The OCA is led by organizations committed to solving the costly problem of siloed cyber tools and products that create integration nightmares for cybersecurity professionals in every environment. CyberNB, Rapid7, SafeBreach, and Tenable have recently joined the governing board working alongside Center for Internet Security (CIS), Cybereason, Cydarm, Cyware, EclecticIQ, EPRI, F5, IBM Security, McAfee, NewContext, S-Fractal Consulting, SAIC, ThreatQuotient, Tripwire, and TruSTAR.
“Kestrel is about to change the way we approach threat hunting, instead of continuously rebuilding our analysis Kestrel allows us to ask what patterns or what behaviours are present during an investigation.
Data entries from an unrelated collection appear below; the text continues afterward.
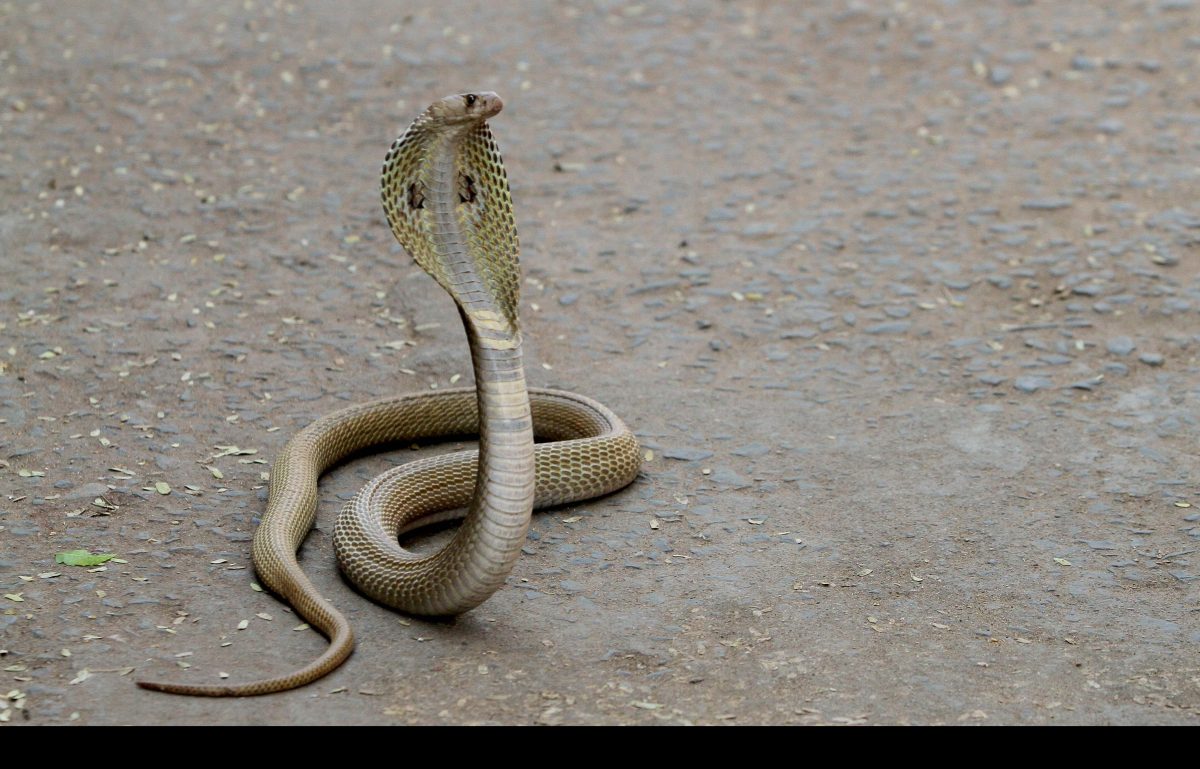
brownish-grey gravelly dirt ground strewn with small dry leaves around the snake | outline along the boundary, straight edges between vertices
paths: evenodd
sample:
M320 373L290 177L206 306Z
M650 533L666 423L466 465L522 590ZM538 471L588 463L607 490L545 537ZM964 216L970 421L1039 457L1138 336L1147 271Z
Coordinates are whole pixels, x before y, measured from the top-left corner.
M1195 722L1200 2L8 0L0 73L6 725ZM349 661L136 689L324 648L254 589L266 462L469 382L378 192L464 90L529 380L642 476L428 623L330 542L414 452L348 464Z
Instead of dissecting indicators of compromise, we will be dissecting playbooks of entire hunt logic and across data sources. As adoption of the language continues to roll out, our collective hunt teams will be able to collaborate and approach cyber investigations differently – as a leader in bringing cyber collectives together to solve problems CyberNB welcomes the innovative thinking of IBM Security,” said Sheldon Shaw, Vice President, Innovation & Infrastructure, CyberNB.
“For threat hunting, Kestrel fills a critical need of a common language to express data and share insights. Combining Kestrel with predictive data sources will make threat hunting far more powerful and empower security teams to drive down the risks that matter. SafeBreach is excited to be the first predictive data source that will enable querying future threats,” said Valeriy Leykin, Director Product Management at SafeBreach.